The colour of the phlegm from patients with the lung disease bronchiectasis can indicate the degree of inflammation in their lungs and predict their future outcomes, according to new research presented at the European Respiratory Society International Congress in Milan, Italy.
The study of nearly 20,000 patients from 31 countries is the first time that the colour of phlegm (also known as sputum) has been shown to provide clinically relevant information that reflects prognoses and, therefore, can aid decisions about treatment.
Bronchiectasis is a long-term condition for which there is no cure. One or more of the tiny branching airways, known as bronchi, widen and this leads to a build-up of excess mucus that can make lungs more vulnerable to infection. Over time, this can lead to gradually worsening damage to the lungs. Causes can include having a lung infection such as pneumonia or whooping cough, cystic fibrosis, underlying problems with the body’s immune system that make the bronchi more vulnerable to infection, or aspergillosis – an allergy to a certain type of fungi that causes the bronchi to become inflamed if fungi spores are inhaled. Bronchiectasis is one of the three most common chronic inflammatory airway diseases (along with asthma and COPD); it is prevalent in between 67 to 566 per 100,000 inhabitants in Europe, North America, the UK and the USA, and it can affect people of any age, although symptoms do not normally develop until middle age.
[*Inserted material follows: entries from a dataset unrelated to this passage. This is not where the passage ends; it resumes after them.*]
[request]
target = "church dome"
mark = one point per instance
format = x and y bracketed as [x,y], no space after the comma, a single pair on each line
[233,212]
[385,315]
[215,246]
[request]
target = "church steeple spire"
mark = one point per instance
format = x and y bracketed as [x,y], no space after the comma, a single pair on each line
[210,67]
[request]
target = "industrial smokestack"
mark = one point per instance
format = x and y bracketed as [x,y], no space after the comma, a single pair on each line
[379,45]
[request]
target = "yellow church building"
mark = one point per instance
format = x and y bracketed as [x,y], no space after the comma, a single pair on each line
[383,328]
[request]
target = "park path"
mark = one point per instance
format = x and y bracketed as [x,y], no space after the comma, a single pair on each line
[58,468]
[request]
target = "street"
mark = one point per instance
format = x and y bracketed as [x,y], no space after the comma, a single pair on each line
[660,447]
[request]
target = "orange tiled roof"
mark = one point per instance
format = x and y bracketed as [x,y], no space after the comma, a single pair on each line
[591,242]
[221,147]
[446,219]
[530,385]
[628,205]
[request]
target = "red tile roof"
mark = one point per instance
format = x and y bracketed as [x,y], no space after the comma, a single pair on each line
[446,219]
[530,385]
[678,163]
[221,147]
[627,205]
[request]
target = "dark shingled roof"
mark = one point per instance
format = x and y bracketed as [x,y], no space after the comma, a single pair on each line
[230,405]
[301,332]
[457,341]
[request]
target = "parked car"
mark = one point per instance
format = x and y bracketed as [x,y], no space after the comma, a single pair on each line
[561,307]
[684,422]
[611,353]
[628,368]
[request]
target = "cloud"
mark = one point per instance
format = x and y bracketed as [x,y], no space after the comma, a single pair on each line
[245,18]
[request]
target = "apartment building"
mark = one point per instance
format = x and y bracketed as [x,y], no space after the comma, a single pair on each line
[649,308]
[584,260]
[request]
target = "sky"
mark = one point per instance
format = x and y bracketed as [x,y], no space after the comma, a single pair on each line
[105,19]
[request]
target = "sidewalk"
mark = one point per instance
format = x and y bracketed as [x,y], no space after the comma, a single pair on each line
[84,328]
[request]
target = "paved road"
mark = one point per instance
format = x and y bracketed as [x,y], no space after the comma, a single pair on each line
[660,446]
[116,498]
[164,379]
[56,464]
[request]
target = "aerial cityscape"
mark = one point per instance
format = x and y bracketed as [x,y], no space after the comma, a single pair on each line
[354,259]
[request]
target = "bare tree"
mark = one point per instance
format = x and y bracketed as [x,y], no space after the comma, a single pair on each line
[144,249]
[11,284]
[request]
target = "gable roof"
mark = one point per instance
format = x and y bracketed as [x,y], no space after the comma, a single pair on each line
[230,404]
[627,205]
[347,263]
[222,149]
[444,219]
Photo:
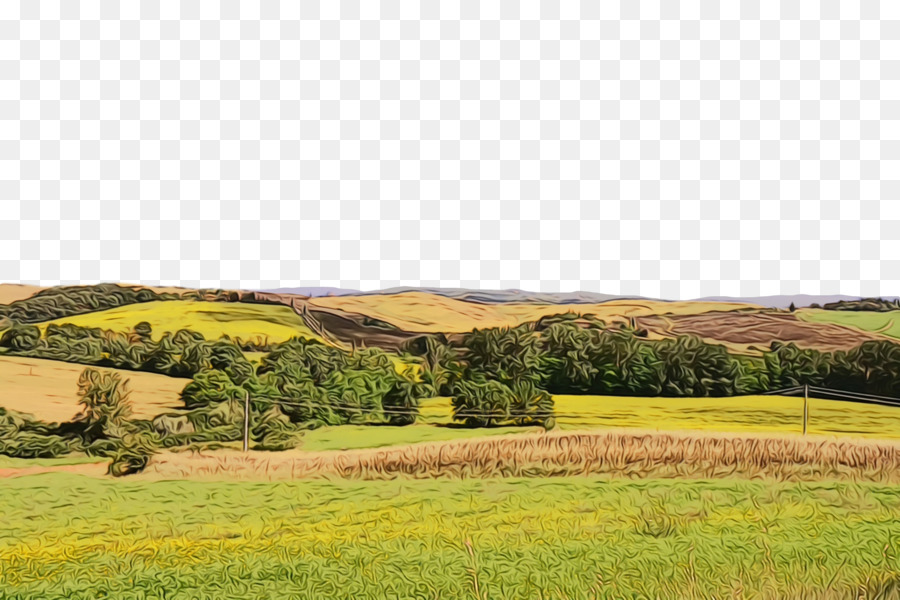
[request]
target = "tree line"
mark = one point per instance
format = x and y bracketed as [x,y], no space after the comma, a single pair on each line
[507,375]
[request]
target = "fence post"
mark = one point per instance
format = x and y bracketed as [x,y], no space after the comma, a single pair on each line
[805,407]
[247,421]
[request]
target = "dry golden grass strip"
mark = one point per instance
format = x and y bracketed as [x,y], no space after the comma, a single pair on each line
[618,453]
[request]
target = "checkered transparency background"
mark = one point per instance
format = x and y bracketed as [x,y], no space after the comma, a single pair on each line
[673,149]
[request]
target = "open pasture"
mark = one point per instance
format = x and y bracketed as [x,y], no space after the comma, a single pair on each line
[578,537]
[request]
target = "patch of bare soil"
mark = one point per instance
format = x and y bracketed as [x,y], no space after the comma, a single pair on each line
[10,292]
[92,469]
[759,329]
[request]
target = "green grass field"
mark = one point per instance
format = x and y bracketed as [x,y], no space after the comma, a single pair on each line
[522,539]
[274,323]
[887,323]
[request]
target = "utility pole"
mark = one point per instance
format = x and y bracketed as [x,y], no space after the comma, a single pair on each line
[247,421]
[805,407]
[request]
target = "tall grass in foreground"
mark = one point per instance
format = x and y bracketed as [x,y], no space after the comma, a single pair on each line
[575,538]
[631,454]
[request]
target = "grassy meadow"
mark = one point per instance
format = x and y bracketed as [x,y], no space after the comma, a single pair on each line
[423,312]
[48,389]
[887,323]
[511,538]
[248,322]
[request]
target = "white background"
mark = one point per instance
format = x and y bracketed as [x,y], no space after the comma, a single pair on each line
[657,148]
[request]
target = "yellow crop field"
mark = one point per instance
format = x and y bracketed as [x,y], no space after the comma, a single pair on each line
[430,313]
[48,389]
[248,322]
[761,414]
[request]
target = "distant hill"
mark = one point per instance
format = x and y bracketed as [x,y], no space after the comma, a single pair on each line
[784,301]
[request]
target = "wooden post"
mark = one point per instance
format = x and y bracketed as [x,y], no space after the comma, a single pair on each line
[805,407]
[246,421]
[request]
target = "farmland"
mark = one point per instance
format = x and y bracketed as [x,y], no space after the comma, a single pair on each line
[622,448]
[886,323]
[48,389]
[247,322]
[429,313]
[759,414]
[512,538]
Dr Megan Crichton, a postdoctoral researcher at the University of Dundee, UK, who presented the research, said: “One of the main characteristics of bronchiectasis is a productive cough, with almost three quarters of bronchiectasis patients producing sputum daily. When patients develop chest infections, their sputum colour darkens, and this colour change is due to a protein called myeloperoxidase or MPO, which is released from the inflamed cells; hence sputum colour can be used as a biomarker for inflammation.
“We know that the level of lung inflammation is important for long term health in bronchiectasis, so we wanted to know whether the sputum colour, when assessed when the patient is healthy with no chest infection, had any relationship to long-term outcomes such as lung function and frequency and severity of exacerbations.”